All are pretty tightly link as generally speaking the cooler the intake charge the less chance of knock (for the same boost CR etc).

It's also not really useful to talk about compression ratio's without also mentioning MBT and timing in general.

As an example you could fit 12:1 CR pistons bang 14psi through them and it you run enough retard the motor will still run (be it with high EGT's).


I was pretty adamant that i wasn't going to run a IC, as i'm using a SC i was worried about throttle volume.
I managed to get up to 11psi but then reached a point where if i added more water the car started feeling sluggish so i had to retard the timing.
This then gave EGT's over 950c.

I then fitted a IC, i can now together with the IC and WI run 13psi (it dropped around 2psi when the IC was fitted) at 14 BTDC base timing without having to pull any timing at all from the stock ECU's timing curve.

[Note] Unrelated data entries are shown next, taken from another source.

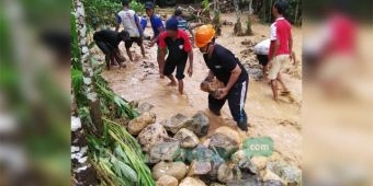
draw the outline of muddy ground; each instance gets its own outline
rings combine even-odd
[[[234,13],[222,14],[222,20],[234,23],[236,16]],[[242,14],[242,27],[245,27],[246,20],[247,15]],[[253,23],[253,35],[240,37],[233,35],[233,25],[223,25],[222,36],[217,38],[217,43],[230,49],[242,63],[258,67],[258,61],[250,50],[253,48],[253,44],[269,37],[269,25]],[[148,35],[152,34],[149,23],[146,33]],[[293,27],[293,38],[297,60],[301,60],[301,28]],[[113,68],[110,71],[103,71],[103,77],[118,95],[127,101],[147,102],[155,105],[151,111],[157,114],[157,121],[169,118],[178,113],[192,116],[197,111],[204,111],[211,118],[208,133],[212,133],[219,126],[229,126],[236,129],[227,104],[223,107],[221,117],[212,116],[206,109],[207,94],[200,90],[200,83],[205,78],[208,69],[197,48],[193,50],[193,77],[184,79],[185,93],[180,95],[177,88],[167,86],[168,79],[159,78],[156,60],[157,47],[148,47],[147,45],[148,40],[145,42],[146,58],[140,56],[139,47],[133,45],[131,50],[134,61],[129,62],[127,60],[126,69]],[[123,43],[120,48],[127,58]],[[99,60],[104,60],[104,56],[98,51],[97,47],[93,49],[93,54]],[[296,68],[290,67],[283,75],[285,83],[287,83],[292,92],[293,102],[290,102],[287,97],[281,97],[280,103],[273,102],[269,84],[264,81],[257,81],[253,78],[250,79],[245,109],[248,114],[251,128],[248,136],[241,136],[241,138],[271,137],[274,141],[275,151],[289,163],[299,167],[303,140],[301,126],[301,69],[302,61],[299,61],[299,66]]]

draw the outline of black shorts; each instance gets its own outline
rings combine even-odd
[[[163,74],[167,75],[167,77],[171,75],[173,73],[174,69],[177,69],[176,78],[178,80],[184,79],[185,78],[184,70],[185,70],[185,66],[187,66],[187,60],[188,60],[188,58],[182,59],[182,60],[167,59],[166,63],[165,63],[165,68],[163,68]]]
[[[262,66],[268,65],[268,55],[257,55],[257,59],[259,60],[259,63]]]
[[[131,37],[128,40],[124,40],[124,46],[126,48],[131,48],[133,43],[136,43],[138,46],[142,46],[143,39],[142,37]]]
[[[115,47],[110,45],[109,43],[105,42],[95,42],[95,45],[104,53],[105,55],[110,55],[112,51],[114,51]]]

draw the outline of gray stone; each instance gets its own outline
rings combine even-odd
[[[193,175],[204,175],[207,174],[211,171],[211,163],[208,161],[196,161],[193,160],[190,170],[189,170],[189,176]]]
[[[180,141],[180,147],[182,148],[195,148],[200,142],[193,131],[185,128],[180,129],[173,138]]]
[[[137,137],[138,142],[145,152],[149,152],[152,146],[163,142],[167,138],[169,138],[167,131],[163,126],[159,124],[151,124],[145,127]]]
[[[165,142],[160,142],[151,147],[149,152],[149,163],[158,163],[159,161],[173,161],[179,153],[180,142],[177,139],[165,139]]]
[[[191,118],[183,114],[177,114],[169,119],[160,121],[160,125],[162,125],[167,131],[177,133],[187,123],[191,123]]]
[[[163,175],[181,181],[187,175],[187,165],[183,162],[159,162],[152,167],[152,177],[159,179]]]
[[[238,144],[235,140],[223,133],[214,133],[211,137],[208,148],[216,151],[223,159],[227,160],[238,150]]]
[[[207,135],[210,120],[203,112],[197,112],[192,117],[192,120],[185,125],[185,128],[192,130],[197,137],[204,137]]]

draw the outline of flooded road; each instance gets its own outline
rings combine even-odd
[[[224,15],[223,20],[235,16]],[[245,19],[242,21],[242,25]],[[149,26],[149,25],[148,25]],[[150,27],[146,32],[150,35]],[[223,35],[217,38],[217,43],[230,49],[244,63],[255,61],[253,55],[242,55],[241,51],[250,46],[241,45],[244,40],[258,43],[269,36],[269,26],[261,24],[252,25],[253,36],[233,36],[233,25],[223,26]],[[302,32],[293,28],[295,40],[294,49],[297,59],[301,59]],[[194,48],[194,72],[193,77],[184,79],[184,95],[180,95],[176,86],[167,86],[169,80],[160,79],[158,65],[156,61],[157,47],[147,47],[145,42],[146,58],[140,56],[137,45],[131,48],[134,61],[126,61],[126,69],[112,68],[103,71],[102,75],[108,80],[111,88],[127,101],[139,101],[139,103],[150,103],[155,107],[151,112],[156,113],[157,121],[161,121],[178,113],[187,116],[194,115],[197,111],[204,111],[211,118],[208,133],[221,126],[228,126],[236,130],[231,119],[228,105],[222,109],[222,116],[212,116],[207,108],[207,93],[200,90],[200,83],[207,74],[207,67],[203,61],[202,54]],[[120,46],[123,55],[127,58],[124,45]],[[103,59],[103,56],[98,56]],[[302,63],[302,62],[299,62]],[[272,101],[272,92],[269,84],[264,81],[250,79],[248,96],[245,109],[251,125],[247,137],[271,137],[274,141],[275,151],[287,162],[301,166],[302,162],[302,126],[301,126],[301,105],[302,105],[302,78],[299,74],[302,67],[291,68],[283,75],[285,83],[292,92],[293,102],[286,97],[281,97],[280,103]],[[187,72],[187,70],[185,70]],[[185,73],[187,74],[187,73]],[[247,138],[241,137],[241,138]]]

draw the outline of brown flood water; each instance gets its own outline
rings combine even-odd
[[[223,20],[234,22],[235,16],[233,15],[224,14]],[[244,23],[245,19],[242,25]],[[149,35],[150,30],[150,27],[146,30],[146,33]],[[230,49],[241,62],[247,62],[249,59],[252,60],[255,56],[242,57],[240,51],[248,49],[249,46],[241,45],[241,42],[251,40],[258,43],[269,36],[268,25],[253,24],[252,30],[253,36],[235,37],[231,34],[233,25],[224,26],[223,35],[217,38],[217,43]],[[293,37],[295,40],[294,49],[299,60],[302,51],[302,33],[299,28],[293,28]],[[131,50],[134,61],[127,61],[126,69],[114,67],[110,71],[103,71],[103,77],[118,95],[127,101],[147,102],[155,105],[151,112],[157,114],[157,121],[169,118],[178,113],[192,116],[197,111],[204,111],[211,119],[208,133],[214,132],[221,126],[228,126],[237,130],[227,104],[224,105],[221,117],[212,116],[206,109],[207,94],[200,90],[200,83],[205,78],[208,69],[197,48],[193,50],[193,77],[185,77],[184,95],[180,95],[177,88],[167,86],[169,82],[167,78],[159,78],[156,61],[157,47],[149,48],[147,44],[148,42],[145,42],[147,53],[145,59],[140,56],[139,47],[133,45]],[[127,58],[123,44],[120,47],[123,55]],[[102,60],[103,56],[100,55],[98,58]],[[274,103],[268,83],[250,79],[245,105],[251,125],[247,137],[271,137],[274,141],[275,151],[286,161],[298,166],[301,166],[302,162],[302,126],[299,117],[302,104],[301,69],[299,66],[283,75],[285,83],[287,83],[292,92],[293,103],[286,101],[286,97],[282,97],[280,103]],[[241,136],[240,138],[247,137]]]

The car also runs a lot more predictable and consistent with the IC as a lot of the intake heat is being dissipated out under the motor instead of being pumped through it.

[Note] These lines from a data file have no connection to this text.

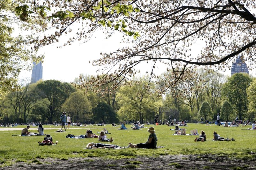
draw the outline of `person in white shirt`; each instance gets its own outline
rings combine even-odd
[[[71,119],[69,117],[69,114],[68,114],[68,117],[67,117],[67,122],[68,123],[68,126],[67,126],[67,128],[68,127],[68,129],[69,129],[69,126],[71,123]]]
[[[252,123],[252,130],[256,130],[256,122],[253,121]]]

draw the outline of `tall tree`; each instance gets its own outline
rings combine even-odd
[[[229,121],[232,119],[234,120],[235,115],[233,112],[232,105],[227,101],[225,101],[222,105],[220,110],[221,117],[223,120]]]
[[[117,115],[110,106],[106,103],[99,102],[96,107],[92,109],[95,121],[99,123],[112,123],[119,121]]]
[[[252,80],[244,73],[236,73],[228,80],[222,89],[223,96],[226,97],[240,120],[243,120],[244,115],[248,111],[248,100],[246,89]]]
[[[223,67],[239,54],[243,54],[243,61],[253,63],[255,59],[254,0],[28,2],[30,6],[21,5],[16,8],[21,18],[27,19],[28,14],[35,12],[57,29],[35,41],[36,48],[56,42],[66,33],[70,37],[64,45],[76,39],[85,42],[96,29],[106,27],[109,36],[117,31],[133,36],[136,39],[120,37],[121,41],[131,44],[103,54],[93,64],[106,66],[103,69],[109,68],[107,72],[113,69],[114,81],[126,75],[132,76],[143,63],[150,63],[152,70],[165,64],[167,70],[176,73],[177,79],[184,78],[198,65],[215,65],[225,71]],[[49,8],[52,13],[46,12]],[[45,22],[41,23],[42,27],[47,27]],[[80,29],[73,36],[69,33],[70,28],[78,24]],[[170,85],[173,86],[176,80]]]
[[[223,74],[218,72],[211,71],[207,74],[209,80],[205,87],[206,97],[212,111],[215,113],[218,113],[218,108],[220,108],[222,101],[221,90],[226,78]]]
[[[47,112],[44,115],[52,124],[54,117],[60,111],[66,99],[75,92],[75,88],[68,83],[62,83],[55,80],[44,81],[38,84],[37,87],[40,91],[42,98],[46,98],[49,102]]]
[[[70,113],[74,122],[84,122],[91,113],[92,106],[86,96],[78,91],[72,93],[63,104],[62,109]]]
[[[256,79],[254,78],[253,79],[247,88],[246,92],[249,101],[247,117],[249,120],[252,121],[256,117]]]
[[[213,114],[210,105],[207,102],[204,102],[199,110],[198,118],[203,117],[204,120],[212,119],[213,117]]]
[[[21,24],[15,15],[18,3],[24,2],[5,0],[0,2],[0,98],[11,89],[19,86],[17,79],[21,70],[31,69],[32,61],[38,62],[42,59],[42,56],[36,56],[36,50],[26,45],[29,41],[27,40],[30,39],[32,35],[19,34],[14,31],[14,27],[25,30],[32,25],[32,20],[26,24]]]
[[[148,83],[145,77],[140,78],[120,88],[117,95],[118,102],[121,106],[118,114],[123,120],[139,120],[143,123],[147,112],[151,110],[153,116],[158,113],[162,103],[154,94],[154,85]],[[152,120],[147,120],[153,121]]]

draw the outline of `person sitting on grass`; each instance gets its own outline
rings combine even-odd
[[[252,122],[252,130],[256,130],[256,121],[253,121]]]
[[[37,128],[37,132],[39,132],[39,135],[44,135],[44,128],[42,126],[42,124],[39,124]]]
[[[139,130],[140,129],[140,127],[136,122],[134,122],[134,128],[132,128],[132,129],[133,130]]]
[[[28,131],[28,129],[30,128],[30,126],[28,125],[27,128],[24,128],[21,131],[21,136],[27,136],[32,132]]]
[[[107,138],[107,136],[105,135],[105,133],[104,133],[104,131],[102,130],[100,132],[100,135],[99,136],[99,140],[98,141],[112,142],[113,142],[113,139],[112,137],[110,138],[110,139]]]
[[[129,143],[129,146],[131,148],[156,148],[157,144],[157,138],[155,133],[154,127],[149,127],[148,131],[150,133],[148,141],[144,143],[139,143],[133,144]]]
[[[125,126],[125,122],[123,122],[123,124],[121,125],[121,129],[123,130],[127,129],[127,128]]]
[[[221,137],[220,135],[217,134],[217,133],[215,131],[213,132],[213,140],[214,141],[228,141],[231,140],[235,140],[235,139],[233,137],[231,139],[229,139],[228,137],[227,137],[226,139],[225,139],[224,137]]]
[[[93,142],[89,143],[86,146],[86,148],[84,149],[106,149],[106,148],[113,148],[115,149],[121,149],[128,148],[130,147],[129,146],[126,147],[125,146],[122,147],[117,146],[117,145],[111,145],[110,144],[103,144],[100,143],[94,143]]]
[[[38,141],[38,143],[39,145],[40,146],[43,146],[44,145],[52,145],[52,138],[51,137],[50,135],[46,135],[46,137],[44,139],[44,140],[42,142],[40,142]],[[57,144],[57,142],[56,141],[55,144]]]
[[[225,123],[225,124],[223,126],[225,127],[228,127],[228,121],[226,120],[226,122]]]
[[[196,141],[201,141],[202,142],[204,142],[204,141],[205,141],[206,140],[206,135],[205,135],[205,133],[204,132],[204,131],[203,130],[201,131],[201,134],[200,134],[200,135],[199,136],[199,137],[196,137],[196,139],[195,139],[194,141],[195,142]]]
[[[181,130],[181,129],[179,128],[178,125],[176,125],[175,126],[175,128],[174,130]]]

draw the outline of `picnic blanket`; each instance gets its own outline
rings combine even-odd
[[[186,135],[181,135],[181,134],[178,134],[176,133],[174,133],[172,134],[172,135],[186,135],[186,136],[193,136],[193,135],[191,134],[186,134]]]

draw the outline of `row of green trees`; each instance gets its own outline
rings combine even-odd
[[[148,77],[135,79],[118,87],[112,83],[85,88],[80,80],[89,81],[93,77],[83,75],[72,84],[39,81],[10,91],[0,101],[0,120],[52,123],[59,122],[61,112],[66,112],[74,122],[152,122],[159,108],[166,108],[161,119],[171,114],[178,120],[202,117],[212,121],[220,112],[223,120],[237,116],[240,120],[255,117],[256,81],[248,74],[236,73],[226,79],[200,69],[196,78],[179,82],[161,95],[158,90],[170,81],[168,75],[164,73],[149,83]]]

On the ITB WI idea there are a few guys in the UK running that type of system and few non Miata mates over here (Greece) tried it.

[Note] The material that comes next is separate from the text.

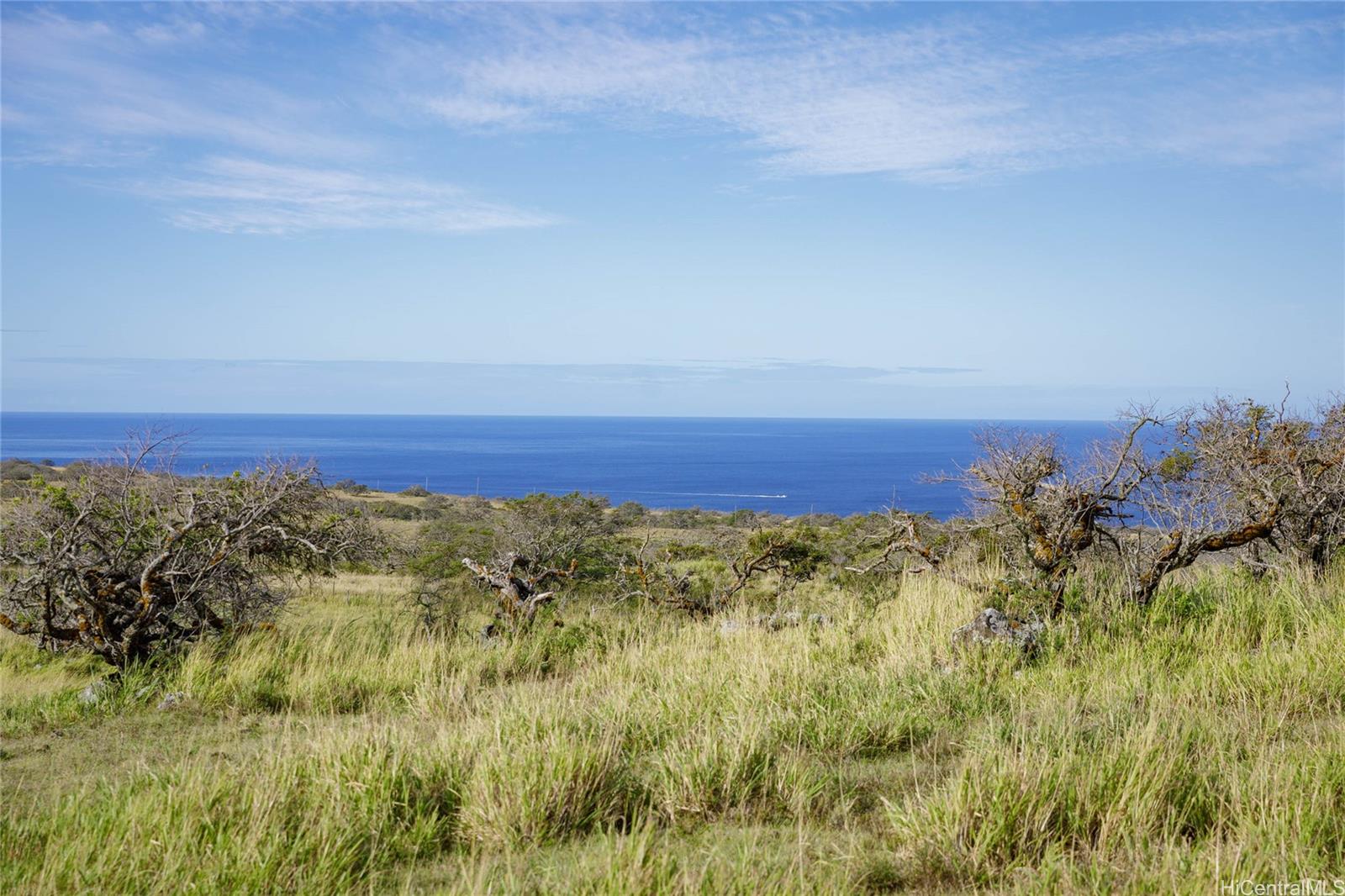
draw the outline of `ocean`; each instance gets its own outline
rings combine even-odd
[[[1049,431],[1077,451],[1093,421],[997,421]],[[187,433],[179,470],[226,475],[268,455],[315,459],[328,482],[518,496],[585,491],[613,505],[855,514],[896,499],[947,518],[955,484],[921,482],[975,456],[967,420],[724,417],[402,417],[330,414],[0,413],[0,456],[108,457],[128,431]]]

The theory is that is reduces the lag/delay in getting the water in the cylinders.

In practice it does work, the biggest problem though is blocked jets.

On my system with 1 jet/nozzle if it blocks then my knocklite flashes straight away and i know theres a problem.
I've also got a flow meter/gauge installed and can see straight away i have no flow.

From what i've seen on ITB WI installs though if you (or when) get a block jet it's virtually impossible to spot.
The flow meter still detects flow and because 1 nozzle is blocked it then increases the pressure and therefore flow to the other 3 cylinders.
It's not the same amount of flow but it's close enough to make it difficult to notice.

Another thing we saw was that because we were only getting knock on 1 cylinder the knock sensor was not picking this up all the time.
So we think the car was being driven and raced for around 4 weeks with a blocked jet till the piston popped.

The thing is though the advantage of ITB WI is the reduction of lag.
If you fit something like the AM HSV then you have such fine control over the quantity of water you pump that you can set it to start pumping a very small amount at 0psi so when you do hit boost there is already water in the system, so no lag.

Biggest disadvantages with WI are running out and blocked jets.
I have a 17 go-kart fuel tank and fill it up once a month or so and have never run out.
With the flow meter and knocklite it's pretty obvious if the jets blocked, but if i could get me **** into gear i have a idea of rigging up the SC valve so if the flow meter detects a flow problem it cuts the boost, damn site easier with a tubby and EBC though.

So my advice is fit a IC and if you still feel you need more timing advance fit WI.